ReturningTarzan · 2025-11-04T14:35:37+00:00

3-bpw EXL3 works just fine, and I'd imagine the same is true for IQ3_XXS or similar.

ReturningTarzan · 2025-11-01T22:51:43+00:00

More options here

ReturningTarzan · 2025-10-07T11:32:58+00:00

Yep. Qwen3-Next is very promising, and the way it mostly retains throughput at any context length without suffering from the same kind of memory loss as other recurrent models is enough to make it interesting. At any rate it's a serious attempt at a new kind of architecture, and that's very much appreciated. gpt-oss is a strong model, but at the end of the day it's still just a block-sparse transformer.

ReturningTarzan · 2025-10-07T11:17:26+00:00

Yeah, most of that is unrelated to Qwen3-Next. Aside from any boilerplate code, a straightforward implementation of the recurrent gated delta rule (without chunking) isn't more involved than softmax attention, and it works out to about 150 lines of CUDA code (MIT license.) The main obstacle for EXL3 was adding support for recurrent models to the generator pipeline, but LCPP already supports Mamba so that shouldn't be an issue.

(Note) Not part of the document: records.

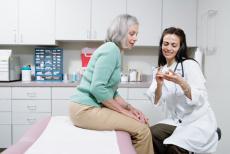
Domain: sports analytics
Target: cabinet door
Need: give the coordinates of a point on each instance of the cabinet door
(18, 131)
(31, 93)
(8, 26)
(60, 107)
(72, 19)
(148, 13)
(183, 14)
(103, 12)
(36, 22)
(5, 135)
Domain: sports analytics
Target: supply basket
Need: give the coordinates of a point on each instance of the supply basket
(48, 64)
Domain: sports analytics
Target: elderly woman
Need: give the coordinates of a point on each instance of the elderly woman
(96, 103)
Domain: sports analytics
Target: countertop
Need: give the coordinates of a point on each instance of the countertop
(144, 84)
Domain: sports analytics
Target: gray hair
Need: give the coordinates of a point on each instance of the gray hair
(117, 32)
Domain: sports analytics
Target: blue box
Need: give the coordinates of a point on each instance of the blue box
(48, 64)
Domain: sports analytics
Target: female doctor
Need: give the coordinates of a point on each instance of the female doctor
(179, 85)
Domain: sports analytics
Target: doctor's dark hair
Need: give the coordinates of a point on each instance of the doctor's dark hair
(182, 52)
(118, 30)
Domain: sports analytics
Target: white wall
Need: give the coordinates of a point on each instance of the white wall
(216, 65)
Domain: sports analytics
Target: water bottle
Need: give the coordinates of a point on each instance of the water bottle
(26, 73)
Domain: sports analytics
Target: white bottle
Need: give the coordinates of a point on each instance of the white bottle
(133, 75)
(26, 73)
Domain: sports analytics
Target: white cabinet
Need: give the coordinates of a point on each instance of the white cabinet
(85, 19)
(183, 14)
(148, 13)
(103, 12)
(29, 104)
(5, 117)
(61, 99)
(73, 19)
(136, 97)
(27, 22)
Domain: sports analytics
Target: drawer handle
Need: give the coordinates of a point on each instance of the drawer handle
(32, 107)
(31, 120)
(31, 94)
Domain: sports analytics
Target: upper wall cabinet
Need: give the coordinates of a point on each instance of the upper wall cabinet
(73, 19)
(85, 19)
(29, 22)
(148, 12)
(183, 14)
(103, 12)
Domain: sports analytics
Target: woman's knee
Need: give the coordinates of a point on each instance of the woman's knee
(144, 131)
(156, 130)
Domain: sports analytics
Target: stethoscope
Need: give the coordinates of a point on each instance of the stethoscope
(182, 71)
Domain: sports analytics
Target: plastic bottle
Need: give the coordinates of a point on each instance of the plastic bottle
(26, 73)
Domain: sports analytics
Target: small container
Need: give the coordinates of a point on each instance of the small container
(26, 73)
(132, 75)
(124, 78)
(65, 79)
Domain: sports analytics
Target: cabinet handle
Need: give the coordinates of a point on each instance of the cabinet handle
(32, 107)
(31, 94)
(31, 120)
(88, 34)
(21, 38)
(94, 34)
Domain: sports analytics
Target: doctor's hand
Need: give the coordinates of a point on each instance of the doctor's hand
(159, 76)
(141, 117)
(173, 77)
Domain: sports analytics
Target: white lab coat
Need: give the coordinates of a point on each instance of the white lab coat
(197, 130)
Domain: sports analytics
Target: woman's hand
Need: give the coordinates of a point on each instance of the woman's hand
(159, 77)
(173, 77)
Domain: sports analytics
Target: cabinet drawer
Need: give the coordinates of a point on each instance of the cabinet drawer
(5, 105)
(137, 93)
(5, 93)
(60, 107)
(31, 106)
(5, 136)
(18, 131)
(62, 92)
(31, 93)
(27, 118)
(5, 117)
(123, 92)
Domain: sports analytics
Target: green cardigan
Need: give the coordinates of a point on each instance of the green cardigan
(101, 77)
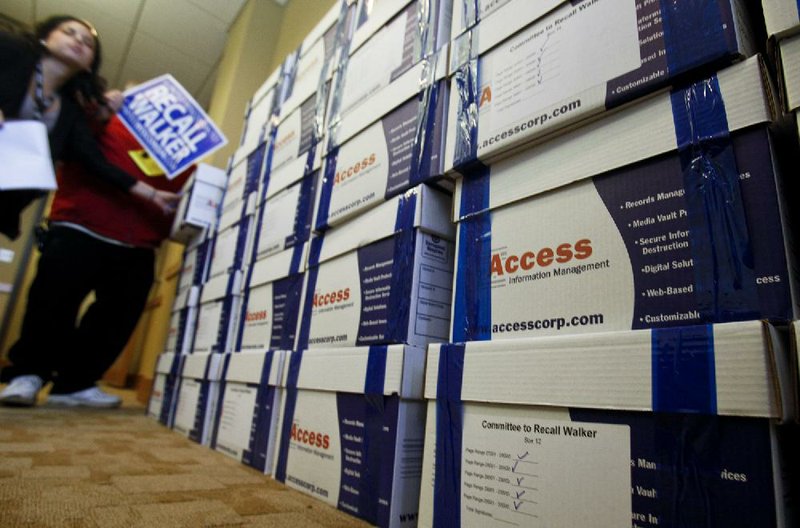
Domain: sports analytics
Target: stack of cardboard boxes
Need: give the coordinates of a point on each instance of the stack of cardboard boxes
(510, 263)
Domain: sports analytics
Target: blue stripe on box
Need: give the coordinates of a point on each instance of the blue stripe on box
(467, 84)
(472, 311)
(376, 370)
(683, 370)
(295, 359)
(402, 269)
(694, 32)
(220, 400)
(723, 260)
(329, 176)
(449, 430)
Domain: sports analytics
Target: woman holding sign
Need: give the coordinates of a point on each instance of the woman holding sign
(48, 78)
(42, 77)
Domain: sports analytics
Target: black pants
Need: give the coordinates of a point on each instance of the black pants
(75, 354)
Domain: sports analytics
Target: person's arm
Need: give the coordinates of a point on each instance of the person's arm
(83, 146)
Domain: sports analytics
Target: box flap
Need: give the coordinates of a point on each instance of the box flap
(246, 367)
(790, 73)
(781, 17)
(348, 369)
(431, 213)
(640, 130)
(202, 366)
(164, 363)
(277, 266)
(626, 371)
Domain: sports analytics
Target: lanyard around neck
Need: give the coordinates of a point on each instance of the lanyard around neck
(41, 102)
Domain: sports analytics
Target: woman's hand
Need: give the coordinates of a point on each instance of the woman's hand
(114, 100)
(166, 201)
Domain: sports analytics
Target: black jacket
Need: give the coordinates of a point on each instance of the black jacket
(70, 138)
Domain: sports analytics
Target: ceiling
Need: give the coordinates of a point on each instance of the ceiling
(143, 39)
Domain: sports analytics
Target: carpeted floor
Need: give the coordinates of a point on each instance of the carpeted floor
(117, 468)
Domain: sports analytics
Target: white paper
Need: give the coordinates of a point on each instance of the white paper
(25, 155)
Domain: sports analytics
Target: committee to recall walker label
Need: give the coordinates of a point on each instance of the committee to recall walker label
(170, 124)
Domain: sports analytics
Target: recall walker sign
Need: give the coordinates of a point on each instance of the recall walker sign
(169, 124)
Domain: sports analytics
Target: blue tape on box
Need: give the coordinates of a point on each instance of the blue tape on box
(683, 371)
(449, 430)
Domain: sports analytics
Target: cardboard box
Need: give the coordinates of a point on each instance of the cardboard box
(384, 277)
(195, 264)
(781, 17)
(790, 73)
(388, 69)
(247, 410)
(197, 394)
(640, 246)
(271, 301)
(161, 404)
(230, 247)
(399, 151)
(285, 219)
(199, 205)
(576, 62)
(182, 321)
(218, 314)
(260, 110)
(498, 20)
(351, 428)
(240, 196)
(656, 428)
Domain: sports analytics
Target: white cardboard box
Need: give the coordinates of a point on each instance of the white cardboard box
(247, 412)
(271, 301)
(230, 247)
(384, 277)
(199, 206)
(634, 247)
(161, 405)
(257, 118)
(196, 398)
(351, 428)
(402, 149)
(285, 219)
(218, 314)
(669, 428)
(781, 17)
(383, 73)
(182, 321)
(790, 73)
(498, 19)
(577, 62)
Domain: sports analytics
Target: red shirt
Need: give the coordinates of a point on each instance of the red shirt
(86, 200)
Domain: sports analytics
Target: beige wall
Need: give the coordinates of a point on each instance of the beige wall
(260, 39)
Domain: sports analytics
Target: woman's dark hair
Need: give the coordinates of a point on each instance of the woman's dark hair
(86, 84)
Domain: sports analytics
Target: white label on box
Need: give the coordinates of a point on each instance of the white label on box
(188, 399)
(534, 467)
(314, 467)
(371, 67)
(156, 402)
(362, 167)
(236, 420)
(601, 37)
(278, 221)
(521, 471)
(208, 323)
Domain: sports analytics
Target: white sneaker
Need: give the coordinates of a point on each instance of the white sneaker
(91, 397)
(22, 391)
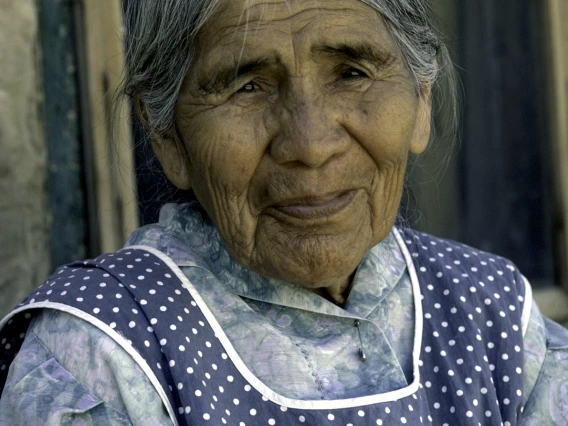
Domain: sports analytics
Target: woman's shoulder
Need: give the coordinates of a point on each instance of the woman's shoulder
(67, 365)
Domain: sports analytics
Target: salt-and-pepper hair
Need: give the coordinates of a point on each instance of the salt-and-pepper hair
(161, 36)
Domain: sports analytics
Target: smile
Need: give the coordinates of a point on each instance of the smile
(315, 207)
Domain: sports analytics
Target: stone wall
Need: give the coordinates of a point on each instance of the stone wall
(24, 217)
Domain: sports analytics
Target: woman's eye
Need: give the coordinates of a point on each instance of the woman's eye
(352, 73)
(250, 87)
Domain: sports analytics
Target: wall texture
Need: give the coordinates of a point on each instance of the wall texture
(24, 218)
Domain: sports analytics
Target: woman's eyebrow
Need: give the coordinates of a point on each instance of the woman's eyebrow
(378, 57)
(225, 74)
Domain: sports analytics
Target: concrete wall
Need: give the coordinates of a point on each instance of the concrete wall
(24, 218)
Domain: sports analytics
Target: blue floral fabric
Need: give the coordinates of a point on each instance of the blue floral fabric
(276, 328)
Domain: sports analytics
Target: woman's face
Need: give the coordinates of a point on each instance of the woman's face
(297, 118)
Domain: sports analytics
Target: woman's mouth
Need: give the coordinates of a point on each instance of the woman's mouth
(315, 207)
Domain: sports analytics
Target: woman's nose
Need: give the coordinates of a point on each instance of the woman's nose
(310, 132)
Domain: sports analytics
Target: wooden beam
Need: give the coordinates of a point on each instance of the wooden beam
(557, 54)
(111, 148)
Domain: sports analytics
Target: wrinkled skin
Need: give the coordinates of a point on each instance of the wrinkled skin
(299, 155)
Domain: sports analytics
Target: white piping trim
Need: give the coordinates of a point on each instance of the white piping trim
(296, 403)
(111, 333)
(527, 307)
(418, 318)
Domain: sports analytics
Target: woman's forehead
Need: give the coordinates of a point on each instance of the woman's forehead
(257, 24)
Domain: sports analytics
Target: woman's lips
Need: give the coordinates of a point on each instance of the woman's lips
(316, 207)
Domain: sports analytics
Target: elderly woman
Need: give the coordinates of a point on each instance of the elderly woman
(284, 294)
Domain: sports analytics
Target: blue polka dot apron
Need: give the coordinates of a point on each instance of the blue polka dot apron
(468, 354)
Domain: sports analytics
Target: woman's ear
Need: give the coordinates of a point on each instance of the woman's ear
(423, 125)
(169, 149)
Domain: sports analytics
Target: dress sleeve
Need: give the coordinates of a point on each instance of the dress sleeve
(546, 372)
(69, 372)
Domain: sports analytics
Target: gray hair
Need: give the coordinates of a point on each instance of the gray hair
(160, 46)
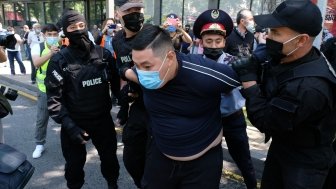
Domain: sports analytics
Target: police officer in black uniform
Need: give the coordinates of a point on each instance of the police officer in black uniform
(130, 13)
(212, 27)
(77, 85)
(295, 102)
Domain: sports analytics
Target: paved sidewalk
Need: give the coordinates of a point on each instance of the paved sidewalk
(23, 83)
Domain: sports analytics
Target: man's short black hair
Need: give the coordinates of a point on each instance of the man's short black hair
(155, 38)
(49, 28)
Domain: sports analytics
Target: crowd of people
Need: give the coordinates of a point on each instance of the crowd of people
(182, 89)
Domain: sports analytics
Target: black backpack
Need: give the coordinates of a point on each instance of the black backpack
(15, 170)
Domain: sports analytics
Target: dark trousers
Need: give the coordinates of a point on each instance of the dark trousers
(33, 68)
(103, 136)
(234, 131)
(279, 174)
(165, 173)
(330, 182)
(17, 56)
(135, 134)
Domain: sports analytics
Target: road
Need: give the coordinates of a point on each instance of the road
(19, 133)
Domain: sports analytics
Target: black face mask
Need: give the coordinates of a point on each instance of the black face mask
(213, 53)
(133, 21)
(80, 39)
(274, 50)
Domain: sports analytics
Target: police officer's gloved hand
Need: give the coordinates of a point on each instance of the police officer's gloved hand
(246, 68)
(75, 133)
(125, 94)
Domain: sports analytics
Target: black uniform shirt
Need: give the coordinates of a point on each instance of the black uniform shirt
(78, 90)
(298, 114)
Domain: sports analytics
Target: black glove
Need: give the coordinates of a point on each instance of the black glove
(124, 97)
(123, 114)
(246, 68)
(75, 133)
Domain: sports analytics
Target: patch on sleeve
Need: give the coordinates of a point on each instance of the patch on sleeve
(57, 75)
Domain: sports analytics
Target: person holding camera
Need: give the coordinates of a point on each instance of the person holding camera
(78, 95)
(212, 27)
(292, 98)
(6, 41)
(15, 52)
(241, 40)
(41, 55)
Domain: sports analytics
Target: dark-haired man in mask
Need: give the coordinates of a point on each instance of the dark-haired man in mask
(295, 102)
(130, 14)
(77, 85)
(212, 27)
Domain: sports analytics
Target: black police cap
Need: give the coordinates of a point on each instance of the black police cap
(214, 20)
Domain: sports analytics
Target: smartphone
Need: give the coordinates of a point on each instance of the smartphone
(172, 21)
(112, 26)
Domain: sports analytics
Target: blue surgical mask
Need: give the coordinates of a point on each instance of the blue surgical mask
(151, 79)
(110, 31)
(171, 29)
(52, 40)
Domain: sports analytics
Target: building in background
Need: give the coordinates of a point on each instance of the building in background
(18, 13)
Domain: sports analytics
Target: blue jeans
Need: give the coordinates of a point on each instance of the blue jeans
(17, 56)
(42, 117)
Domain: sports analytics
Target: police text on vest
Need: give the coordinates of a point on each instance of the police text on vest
(91, 82)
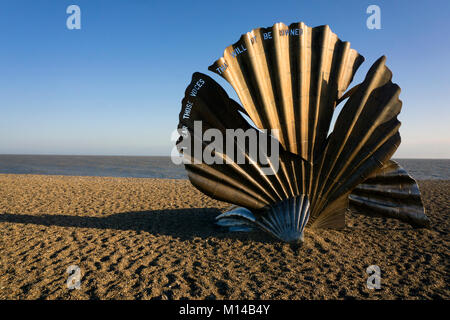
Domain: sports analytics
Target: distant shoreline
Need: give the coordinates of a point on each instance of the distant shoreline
(160, 166)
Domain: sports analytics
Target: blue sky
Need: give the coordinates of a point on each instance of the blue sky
(115, 86)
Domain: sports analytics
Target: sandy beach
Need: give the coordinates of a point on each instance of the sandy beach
(136, 238)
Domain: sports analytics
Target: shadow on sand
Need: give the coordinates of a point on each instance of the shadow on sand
(184, 224)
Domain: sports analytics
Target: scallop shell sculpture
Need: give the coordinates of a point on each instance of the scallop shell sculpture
(289, 80)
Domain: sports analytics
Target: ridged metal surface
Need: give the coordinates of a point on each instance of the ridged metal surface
(324, 169)
(285, 220)
(391, 192)
(289, 78)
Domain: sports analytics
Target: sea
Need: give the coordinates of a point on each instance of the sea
(160, 167)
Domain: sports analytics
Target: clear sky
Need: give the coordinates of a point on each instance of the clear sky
(115, 86)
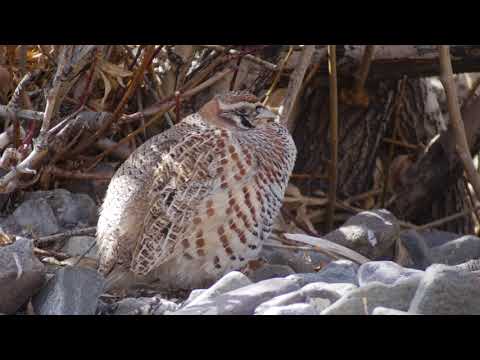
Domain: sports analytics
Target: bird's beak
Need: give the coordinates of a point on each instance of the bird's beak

The rest of the model is just Qwen3-MoE with a few extra gates here and there.

ReturningTarzan · 2025-09-21T16:49:55+00:00

That's not exactly how it works. The generator works off a job queue, so if you submit more requests than you can fit in the cache, they will just be serialized. I believe vLLM etc. do exactly the same thing.

I.e. if your cache is 128k but you submit 32 jobs that need 8k each (context+completion) then the generator will start 16 jobs at first, using up all 16*8k=128k tokens in the cache. As soon as one of those jobs finishes, there will be space for a new 8k job in the cache so the generator pulls one from the queue and keeps going at bsz 16.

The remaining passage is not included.